The Department of Health and Human Service's Office for Civil Rights has, so far, focused the bulk of its HIPAA enforcement activities around breach and compliance investigations that consider whether organizations have conducted a HIPAA security risk analysis, Rostolsky says. But he believes OCR will expand its scrutiny of compliance with other HIPAA Omnibus provisions, including privacy measures that restrict using PHI for marketing activities.
Rostolsky, of the national law firm Reed Smith, points out in an interview with Information Security Media Group that OCR issued guidance in September 2013 about the specific, allowable use of PHI to communicate prescription reminders.
Understand Where PHI Flows
"The most prudent thing is to get a sense of your PHI flow throughout your organization and through your different business relationships," he says. "Understanding where the PHI is going, why is it going there, and [whether] there are any dollars changing hands as a result or in connection to that" is critical, he adds.
Issues involving the sale of PHI could be potentially triggered not just with dollars being paid to a business associate for services, but with other benefits coming out of the relationship. "There's a potential that ... deals being struck where PHI is involved could implicate" unauthorized use of PHI for marketing, he says. "One could make the argument that OCR is starting to regulate whether a business associate is being paid appropriately for their services."
In the interview, Rostolsky also discusses:
- How healthcare entities and business associates should prepare for upcoming HIPAA compliance audits (see HIPAA Compliance: What's Next?).
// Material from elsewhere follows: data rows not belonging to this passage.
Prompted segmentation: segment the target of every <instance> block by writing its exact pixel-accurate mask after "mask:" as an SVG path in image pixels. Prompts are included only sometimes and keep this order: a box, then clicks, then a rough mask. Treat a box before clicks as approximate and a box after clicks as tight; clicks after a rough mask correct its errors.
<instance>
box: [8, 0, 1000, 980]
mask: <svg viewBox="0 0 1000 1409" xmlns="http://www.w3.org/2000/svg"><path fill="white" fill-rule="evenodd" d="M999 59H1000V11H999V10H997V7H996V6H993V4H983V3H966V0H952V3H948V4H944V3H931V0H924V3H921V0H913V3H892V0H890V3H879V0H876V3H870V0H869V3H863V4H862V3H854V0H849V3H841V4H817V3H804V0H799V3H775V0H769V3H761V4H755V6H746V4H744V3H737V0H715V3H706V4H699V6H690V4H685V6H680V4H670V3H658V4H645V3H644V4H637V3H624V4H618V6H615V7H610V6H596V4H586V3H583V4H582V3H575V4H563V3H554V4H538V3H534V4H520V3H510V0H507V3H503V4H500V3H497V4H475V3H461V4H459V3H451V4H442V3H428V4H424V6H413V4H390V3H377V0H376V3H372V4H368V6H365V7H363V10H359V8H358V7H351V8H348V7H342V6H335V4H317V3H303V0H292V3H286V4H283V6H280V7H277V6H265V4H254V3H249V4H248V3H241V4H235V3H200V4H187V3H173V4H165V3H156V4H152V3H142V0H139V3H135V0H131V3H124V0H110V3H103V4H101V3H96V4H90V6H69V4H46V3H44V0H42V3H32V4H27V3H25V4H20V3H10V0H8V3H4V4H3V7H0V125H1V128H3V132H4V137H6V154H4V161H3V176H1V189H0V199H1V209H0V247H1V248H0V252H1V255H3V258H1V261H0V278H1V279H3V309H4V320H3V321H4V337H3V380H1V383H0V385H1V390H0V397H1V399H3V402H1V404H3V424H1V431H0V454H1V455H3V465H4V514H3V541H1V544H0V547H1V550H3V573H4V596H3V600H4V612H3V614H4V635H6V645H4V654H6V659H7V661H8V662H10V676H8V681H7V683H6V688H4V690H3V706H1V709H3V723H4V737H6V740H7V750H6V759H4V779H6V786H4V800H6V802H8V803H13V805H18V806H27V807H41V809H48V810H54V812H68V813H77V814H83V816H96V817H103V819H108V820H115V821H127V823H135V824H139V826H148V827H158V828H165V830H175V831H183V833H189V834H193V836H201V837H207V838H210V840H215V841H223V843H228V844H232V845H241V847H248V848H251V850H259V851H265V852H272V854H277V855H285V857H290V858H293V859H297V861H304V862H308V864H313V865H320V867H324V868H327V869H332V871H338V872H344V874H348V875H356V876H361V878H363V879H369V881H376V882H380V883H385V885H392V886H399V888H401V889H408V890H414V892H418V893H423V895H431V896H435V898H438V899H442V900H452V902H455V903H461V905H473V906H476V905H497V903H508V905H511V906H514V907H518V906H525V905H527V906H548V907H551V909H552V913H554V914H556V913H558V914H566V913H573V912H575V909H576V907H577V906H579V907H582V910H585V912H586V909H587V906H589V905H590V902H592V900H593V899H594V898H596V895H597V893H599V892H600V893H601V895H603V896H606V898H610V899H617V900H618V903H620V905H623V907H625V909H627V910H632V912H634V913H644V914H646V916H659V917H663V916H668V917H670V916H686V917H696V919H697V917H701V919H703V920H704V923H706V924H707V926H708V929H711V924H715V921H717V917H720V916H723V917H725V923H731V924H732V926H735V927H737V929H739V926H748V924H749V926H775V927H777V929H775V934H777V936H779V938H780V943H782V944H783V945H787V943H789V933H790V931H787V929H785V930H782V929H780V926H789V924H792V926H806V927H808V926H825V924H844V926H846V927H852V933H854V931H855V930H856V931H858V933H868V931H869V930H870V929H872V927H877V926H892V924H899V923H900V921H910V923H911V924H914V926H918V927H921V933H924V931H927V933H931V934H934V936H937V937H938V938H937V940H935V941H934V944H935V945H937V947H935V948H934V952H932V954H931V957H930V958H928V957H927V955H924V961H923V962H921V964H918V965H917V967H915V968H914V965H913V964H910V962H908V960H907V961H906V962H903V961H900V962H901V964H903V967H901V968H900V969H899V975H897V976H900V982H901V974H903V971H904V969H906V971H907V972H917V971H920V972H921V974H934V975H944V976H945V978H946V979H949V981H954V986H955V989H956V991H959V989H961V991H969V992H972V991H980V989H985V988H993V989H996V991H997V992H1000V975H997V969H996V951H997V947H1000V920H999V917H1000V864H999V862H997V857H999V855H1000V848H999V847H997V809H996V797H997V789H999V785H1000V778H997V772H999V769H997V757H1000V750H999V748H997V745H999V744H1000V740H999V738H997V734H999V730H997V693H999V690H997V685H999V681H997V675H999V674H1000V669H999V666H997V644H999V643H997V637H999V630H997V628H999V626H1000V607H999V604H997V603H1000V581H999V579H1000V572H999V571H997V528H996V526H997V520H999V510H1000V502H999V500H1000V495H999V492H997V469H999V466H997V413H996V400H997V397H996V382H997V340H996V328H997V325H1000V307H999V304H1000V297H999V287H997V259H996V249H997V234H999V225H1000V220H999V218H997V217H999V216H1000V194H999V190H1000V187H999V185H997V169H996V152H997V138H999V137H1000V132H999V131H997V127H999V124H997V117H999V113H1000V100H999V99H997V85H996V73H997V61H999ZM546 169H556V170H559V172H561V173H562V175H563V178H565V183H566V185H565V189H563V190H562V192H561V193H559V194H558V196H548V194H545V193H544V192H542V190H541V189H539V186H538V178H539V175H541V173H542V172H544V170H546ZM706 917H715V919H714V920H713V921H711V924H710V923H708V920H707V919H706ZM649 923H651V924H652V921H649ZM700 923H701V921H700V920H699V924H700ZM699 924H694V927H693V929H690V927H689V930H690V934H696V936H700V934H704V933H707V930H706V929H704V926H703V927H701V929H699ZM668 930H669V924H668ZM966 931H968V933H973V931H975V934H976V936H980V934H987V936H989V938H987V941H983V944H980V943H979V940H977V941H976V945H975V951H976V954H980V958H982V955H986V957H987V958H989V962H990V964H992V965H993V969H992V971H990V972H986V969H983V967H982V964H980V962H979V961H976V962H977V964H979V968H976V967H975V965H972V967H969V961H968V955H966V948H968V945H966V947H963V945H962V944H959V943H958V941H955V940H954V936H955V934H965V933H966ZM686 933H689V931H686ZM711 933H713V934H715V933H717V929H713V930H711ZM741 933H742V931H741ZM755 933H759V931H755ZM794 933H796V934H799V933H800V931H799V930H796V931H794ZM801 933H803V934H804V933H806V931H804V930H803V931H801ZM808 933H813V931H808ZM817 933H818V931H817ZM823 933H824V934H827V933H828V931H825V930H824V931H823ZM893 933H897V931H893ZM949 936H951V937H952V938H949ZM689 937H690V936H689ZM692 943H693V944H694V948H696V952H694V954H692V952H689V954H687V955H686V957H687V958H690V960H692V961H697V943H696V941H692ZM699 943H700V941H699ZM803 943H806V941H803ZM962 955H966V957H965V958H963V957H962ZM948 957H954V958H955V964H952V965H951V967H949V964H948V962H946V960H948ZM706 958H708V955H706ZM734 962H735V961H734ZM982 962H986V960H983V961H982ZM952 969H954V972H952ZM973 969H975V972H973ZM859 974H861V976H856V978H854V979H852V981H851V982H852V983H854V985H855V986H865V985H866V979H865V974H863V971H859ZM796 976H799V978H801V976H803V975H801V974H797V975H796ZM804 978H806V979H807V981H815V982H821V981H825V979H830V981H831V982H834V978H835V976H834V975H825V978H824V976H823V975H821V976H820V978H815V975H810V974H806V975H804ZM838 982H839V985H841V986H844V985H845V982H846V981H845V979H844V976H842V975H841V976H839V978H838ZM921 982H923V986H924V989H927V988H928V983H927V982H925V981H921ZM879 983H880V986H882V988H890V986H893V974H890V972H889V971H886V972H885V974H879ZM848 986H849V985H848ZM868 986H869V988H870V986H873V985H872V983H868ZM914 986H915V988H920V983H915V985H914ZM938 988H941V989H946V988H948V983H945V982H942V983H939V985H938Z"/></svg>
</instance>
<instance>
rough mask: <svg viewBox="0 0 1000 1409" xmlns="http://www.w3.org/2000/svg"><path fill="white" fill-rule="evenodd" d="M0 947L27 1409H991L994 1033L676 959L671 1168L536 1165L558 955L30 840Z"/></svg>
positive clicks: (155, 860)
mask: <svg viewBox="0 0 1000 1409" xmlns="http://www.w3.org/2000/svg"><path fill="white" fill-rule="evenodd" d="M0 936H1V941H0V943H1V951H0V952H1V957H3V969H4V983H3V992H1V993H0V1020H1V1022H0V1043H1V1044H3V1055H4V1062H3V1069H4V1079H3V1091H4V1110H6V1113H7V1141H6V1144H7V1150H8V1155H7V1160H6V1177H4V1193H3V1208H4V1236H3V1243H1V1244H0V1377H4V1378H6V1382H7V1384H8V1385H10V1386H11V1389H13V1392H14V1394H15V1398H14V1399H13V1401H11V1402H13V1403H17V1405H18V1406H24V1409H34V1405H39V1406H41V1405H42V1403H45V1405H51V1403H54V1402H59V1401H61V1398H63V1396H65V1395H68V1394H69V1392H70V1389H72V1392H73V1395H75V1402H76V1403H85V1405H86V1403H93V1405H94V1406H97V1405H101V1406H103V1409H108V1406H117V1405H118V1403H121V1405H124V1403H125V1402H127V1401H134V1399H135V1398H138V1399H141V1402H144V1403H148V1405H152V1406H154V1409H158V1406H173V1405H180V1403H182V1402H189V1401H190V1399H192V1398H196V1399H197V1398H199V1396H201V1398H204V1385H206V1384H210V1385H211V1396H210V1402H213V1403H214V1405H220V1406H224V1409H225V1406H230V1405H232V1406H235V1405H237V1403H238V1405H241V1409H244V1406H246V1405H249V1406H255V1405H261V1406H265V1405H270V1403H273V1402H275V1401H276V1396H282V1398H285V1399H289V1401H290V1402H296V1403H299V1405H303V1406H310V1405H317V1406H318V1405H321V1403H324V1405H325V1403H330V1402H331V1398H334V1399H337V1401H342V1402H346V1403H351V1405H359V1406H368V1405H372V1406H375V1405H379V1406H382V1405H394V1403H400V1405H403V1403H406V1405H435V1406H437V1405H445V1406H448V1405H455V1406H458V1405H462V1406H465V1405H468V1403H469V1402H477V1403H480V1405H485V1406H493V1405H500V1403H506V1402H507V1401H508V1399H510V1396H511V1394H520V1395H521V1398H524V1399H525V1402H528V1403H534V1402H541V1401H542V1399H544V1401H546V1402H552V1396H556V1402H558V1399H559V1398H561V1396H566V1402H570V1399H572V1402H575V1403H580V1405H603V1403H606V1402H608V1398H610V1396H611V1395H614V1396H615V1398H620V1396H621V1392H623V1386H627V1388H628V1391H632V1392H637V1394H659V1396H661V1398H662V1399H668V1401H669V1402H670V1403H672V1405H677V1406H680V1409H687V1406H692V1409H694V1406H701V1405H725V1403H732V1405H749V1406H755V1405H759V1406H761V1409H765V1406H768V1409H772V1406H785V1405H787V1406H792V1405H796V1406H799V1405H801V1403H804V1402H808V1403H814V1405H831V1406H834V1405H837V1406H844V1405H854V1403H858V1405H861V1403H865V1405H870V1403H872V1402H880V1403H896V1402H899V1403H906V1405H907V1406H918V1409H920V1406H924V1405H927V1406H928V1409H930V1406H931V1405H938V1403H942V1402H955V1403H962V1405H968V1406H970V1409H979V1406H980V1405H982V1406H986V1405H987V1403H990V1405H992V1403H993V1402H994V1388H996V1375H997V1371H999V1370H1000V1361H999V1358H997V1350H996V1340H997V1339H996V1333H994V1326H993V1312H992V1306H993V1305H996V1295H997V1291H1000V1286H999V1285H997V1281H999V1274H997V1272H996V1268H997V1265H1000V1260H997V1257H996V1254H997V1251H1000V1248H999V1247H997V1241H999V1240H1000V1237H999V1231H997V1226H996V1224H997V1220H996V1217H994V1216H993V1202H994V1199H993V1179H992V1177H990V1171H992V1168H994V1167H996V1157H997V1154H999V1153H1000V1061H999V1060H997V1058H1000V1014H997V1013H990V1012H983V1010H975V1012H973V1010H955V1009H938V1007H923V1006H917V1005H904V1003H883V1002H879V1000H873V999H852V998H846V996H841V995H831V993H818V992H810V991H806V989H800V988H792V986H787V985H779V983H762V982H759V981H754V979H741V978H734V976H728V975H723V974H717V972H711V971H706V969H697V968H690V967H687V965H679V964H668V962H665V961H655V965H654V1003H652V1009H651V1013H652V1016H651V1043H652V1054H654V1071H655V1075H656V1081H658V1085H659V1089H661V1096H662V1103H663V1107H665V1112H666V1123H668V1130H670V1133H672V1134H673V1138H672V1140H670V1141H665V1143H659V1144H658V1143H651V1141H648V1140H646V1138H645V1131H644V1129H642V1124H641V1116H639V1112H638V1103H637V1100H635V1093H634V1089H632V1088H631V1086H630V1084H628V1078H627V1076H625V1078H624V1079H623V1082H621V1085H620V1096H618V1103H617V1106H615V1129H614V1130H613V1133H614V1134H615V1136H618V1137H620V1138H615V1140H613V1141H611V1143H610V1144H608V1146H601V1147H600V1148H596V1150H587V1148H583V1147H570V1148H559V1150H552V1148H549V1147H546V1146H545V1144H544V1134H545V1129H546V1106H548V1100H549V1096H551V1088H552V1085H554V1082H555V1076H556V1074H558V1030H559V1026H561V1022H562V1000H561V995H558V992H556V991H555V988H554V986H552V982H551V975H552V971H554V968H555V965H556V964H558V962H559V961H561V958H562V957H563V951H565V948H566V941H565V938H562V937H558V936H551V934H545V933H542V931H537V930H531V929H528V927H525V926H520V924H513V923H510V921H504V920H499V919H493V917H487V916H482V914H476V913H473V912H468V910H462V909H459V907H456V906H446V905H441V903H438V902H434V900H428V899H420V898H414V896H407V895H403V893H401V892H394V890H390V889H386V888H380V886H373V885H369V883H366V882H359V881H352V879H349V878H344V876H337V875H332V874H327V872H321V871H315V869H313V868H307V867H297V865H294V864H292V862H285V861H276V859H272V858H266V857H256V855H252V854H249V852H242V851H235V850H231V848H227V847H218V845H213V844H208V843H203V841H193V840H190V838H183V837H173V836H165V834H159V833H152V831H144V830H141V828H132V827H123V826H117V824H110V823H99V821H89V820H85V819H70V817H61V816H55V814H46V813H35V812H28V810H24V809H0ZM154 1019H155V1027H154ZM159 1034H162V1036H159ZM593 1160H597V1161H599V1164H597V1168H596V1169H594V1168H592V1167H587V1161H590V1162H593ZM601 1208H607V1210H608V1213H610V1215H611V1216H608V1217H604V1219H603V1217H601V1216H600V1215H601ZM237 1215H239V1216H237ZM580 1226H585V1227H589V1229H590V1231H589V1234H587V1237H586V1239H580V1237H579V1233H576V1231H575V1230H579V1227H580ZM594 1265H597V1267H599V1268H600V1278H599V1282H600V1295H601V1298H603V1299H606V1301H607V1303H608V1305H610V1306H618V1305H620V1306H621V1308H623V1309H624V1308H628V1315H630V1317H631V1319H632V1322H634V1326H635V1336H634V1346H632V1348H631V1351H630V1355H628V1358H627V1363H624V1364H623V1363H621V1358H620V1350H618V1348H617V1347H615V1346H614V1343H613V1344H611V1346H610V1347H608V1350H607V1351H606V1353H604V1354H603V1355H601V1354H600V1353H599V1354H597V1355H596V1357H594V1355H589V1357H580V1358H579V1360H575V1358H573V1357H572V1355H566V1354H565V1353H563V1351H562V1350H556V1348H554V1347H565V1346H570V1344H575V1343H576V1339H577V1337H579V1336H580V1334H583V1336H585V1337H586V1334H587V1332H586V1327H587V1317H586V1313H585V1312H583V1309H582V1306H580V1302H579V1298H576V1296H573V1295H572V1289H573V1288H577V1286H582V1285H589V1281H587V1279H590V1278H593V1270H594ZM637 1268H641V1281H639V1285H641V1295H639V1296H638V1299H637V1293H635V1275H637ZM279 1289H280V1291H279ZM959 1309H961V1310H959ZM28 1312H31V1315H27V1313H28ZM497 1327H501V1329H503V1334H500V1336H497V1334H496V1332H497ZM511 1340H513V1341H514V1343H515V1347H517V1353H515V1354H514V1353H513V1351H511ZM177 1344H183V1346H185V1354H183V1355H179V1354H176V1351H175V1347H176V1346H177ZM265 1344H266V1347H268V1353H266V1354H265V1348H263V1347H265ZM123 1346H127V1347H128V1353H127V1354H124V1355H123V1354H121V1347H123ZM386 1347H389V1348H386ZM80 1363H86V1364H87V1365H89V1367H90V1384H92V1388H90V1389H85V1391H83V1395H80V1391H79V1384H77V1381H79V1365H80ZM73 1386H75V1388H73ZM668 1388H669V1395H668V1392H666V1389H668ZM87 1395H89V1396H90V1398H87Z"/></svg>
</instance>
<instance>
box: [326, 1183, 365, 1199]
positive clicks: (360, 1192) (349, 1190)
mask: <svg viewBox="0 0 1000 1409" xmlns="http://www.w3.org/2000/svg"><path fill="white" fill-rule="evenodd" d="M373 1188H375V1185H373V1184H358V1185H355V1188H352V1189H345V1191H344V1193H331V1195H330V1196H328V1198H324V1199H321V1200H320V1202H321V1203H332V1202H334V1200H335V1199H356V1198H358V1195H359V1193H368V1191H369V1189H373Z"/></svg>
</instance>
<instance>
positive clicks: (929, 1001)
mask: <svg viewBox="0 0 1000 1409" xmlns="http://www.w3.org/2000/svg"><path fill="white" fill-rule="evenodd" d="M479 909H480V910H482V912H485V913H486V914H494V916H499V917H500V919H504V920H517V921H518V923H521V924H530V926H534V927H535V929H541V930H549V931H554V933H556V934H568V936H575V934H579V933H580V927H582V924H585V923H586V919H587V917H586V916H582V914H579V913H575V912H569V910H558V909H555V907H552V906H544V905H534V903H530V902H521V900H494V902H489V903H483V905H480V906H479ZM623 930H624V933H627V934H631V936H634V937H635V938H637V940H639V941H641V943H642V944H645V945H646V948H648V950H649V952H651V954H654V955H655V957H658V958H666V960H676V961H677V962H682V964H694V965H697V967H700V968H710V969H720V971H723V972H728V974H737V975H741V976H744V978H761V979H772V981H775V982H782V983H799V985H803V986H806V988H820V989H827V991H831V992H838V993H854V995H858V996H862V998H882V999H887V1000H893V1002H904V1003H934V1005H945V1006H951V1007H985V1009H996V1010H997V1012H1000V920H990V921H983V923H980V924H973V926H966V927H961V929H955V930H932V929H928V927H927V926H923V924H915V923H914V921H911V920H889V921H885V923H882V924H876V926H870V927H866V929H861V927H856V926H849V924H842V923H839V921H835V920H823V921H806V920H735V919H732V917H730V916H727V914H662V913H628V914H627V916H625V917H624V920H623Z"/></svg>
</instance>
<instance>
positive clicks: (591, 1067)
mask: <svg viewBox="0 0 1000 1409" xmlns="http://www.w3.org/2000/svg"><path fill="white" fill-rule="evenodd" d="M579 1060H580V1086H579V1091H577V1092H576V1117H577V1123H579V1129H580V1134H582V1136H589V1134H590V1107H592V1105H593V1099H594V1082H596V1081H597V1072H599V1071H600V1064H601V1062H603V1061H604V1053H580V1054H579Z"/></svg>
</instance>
- The privacy concerns of social media and consumer health information;
- Potential HIPAA privacy issues involving wearable consumer health devices;
Rostolsky is a partner in the Life Sciences Health Industry Group at Reed Smith's Philadelphia office. With a focus on healthcare regulatory and transactional law, he leads that group's HIPAA and health privacy and security practice. Rostolsky has extensive experience advising clients on all aspects of health information privacy and security compliance in all areas of the health care industry, including hospitals, medical practices, pharmacies, long-term care facilities, electronic health records providers, pharmaceutical manufacturers, and medical device companies.